Osaka has just begun in the professional women’s circuit of tennis, yet questions around her identity, nationalism and race will likely persist. Osaka resists the simplified dominant narrative of her identity as a Japanese tennis player. She acknowledges her Japanese heritage, but also used ICTs to describe herself as Black and part-Haitian, contributing to re-writing the racialized story of her success. While mainstream sources disavow her Blackness in favor of simple, colonial, heteropatriarchal storylines, Osaka challenges binaries and claims her full humanity.
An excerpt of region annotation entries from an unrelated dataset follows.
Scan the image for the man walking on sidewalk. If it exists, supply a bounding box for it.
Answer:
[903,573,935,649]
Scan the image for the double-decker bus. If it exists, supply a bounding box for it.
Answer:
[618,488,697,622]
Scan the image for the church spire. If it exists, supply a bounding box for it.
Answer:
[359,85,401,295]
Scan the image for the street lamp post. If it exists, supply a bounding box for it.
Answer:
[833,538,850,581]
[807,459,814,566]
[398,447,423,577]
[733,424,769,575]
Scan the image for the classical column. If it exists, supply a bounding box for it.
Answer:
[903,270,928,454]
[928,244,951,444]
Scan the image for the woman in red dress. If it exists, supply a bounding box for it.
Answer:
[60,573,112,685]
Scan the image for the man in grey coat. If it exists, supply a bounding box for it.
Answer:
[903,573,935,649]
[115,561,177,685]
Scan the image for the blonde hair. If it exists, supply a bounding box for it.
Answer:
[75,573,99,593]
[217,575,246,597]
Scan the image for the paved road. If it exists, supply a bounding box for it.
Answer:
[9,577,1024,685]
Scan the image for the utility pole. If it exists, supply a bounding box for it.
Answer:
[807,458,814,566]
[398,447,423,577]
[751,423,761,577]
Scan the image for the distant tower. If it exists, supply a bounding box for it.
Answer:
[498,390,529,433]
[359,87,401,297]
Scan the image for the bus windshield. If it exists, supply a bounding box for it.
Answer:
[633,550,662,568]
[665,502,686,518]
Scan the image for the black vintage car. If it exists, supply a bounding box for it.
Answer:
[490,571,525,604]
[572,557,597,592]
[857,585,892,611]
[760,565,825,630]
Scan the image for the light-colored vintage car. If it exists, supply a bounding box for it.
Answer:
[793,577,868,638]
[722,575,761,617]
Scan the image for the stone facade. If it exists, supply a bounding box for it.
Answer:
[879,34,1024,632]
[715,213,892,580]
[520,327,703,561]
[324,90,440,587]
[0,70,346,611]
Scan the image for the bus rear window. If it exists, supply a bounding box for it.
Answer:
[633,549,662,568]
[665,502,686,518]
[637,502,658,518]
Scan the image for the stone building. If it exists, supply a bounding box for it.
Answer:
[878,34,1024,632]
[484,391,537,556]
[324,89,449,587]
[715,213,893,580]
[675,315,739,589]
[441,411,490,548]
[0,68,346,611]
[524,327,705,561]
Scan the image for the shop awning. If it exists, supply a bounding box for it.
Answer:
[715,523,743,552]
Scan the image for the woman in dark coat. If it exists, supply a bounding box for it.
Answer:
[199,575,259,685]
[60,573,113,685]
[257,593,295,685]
The remaining challenges include the development of skill required to articulate discourses of differences and hybridity within cultural, racial and national identities in sport. Forde and Wilson (2018) noted that the ability to provide a more nuanced critique in the realm of sports journalism requires a certain knowledge and skill set. Sports journalism is also constrained within the political economy of the sports media complex (Jhally, 2006; Sparks et al., 2006); therefore, journalists with the capacity and desire to produce work showing more complexities of identity, may have their agency severely compromised. The tensions that exist within the broad field of sports media compels researchers to also seek data from mainstream sources as well as ICTs that shed light, offer critiques, and create counter-narratives; yet, not all ICTs are created equal. Those contributing to ICTs may also reinforce misogynoir. Researchers must continue to investigate which media platforms are persistently working to disrupt misinformation, racism, and sexism, and how to create more consumable knowledge that can shift harmful and narrow representations of the diversity of women in sport.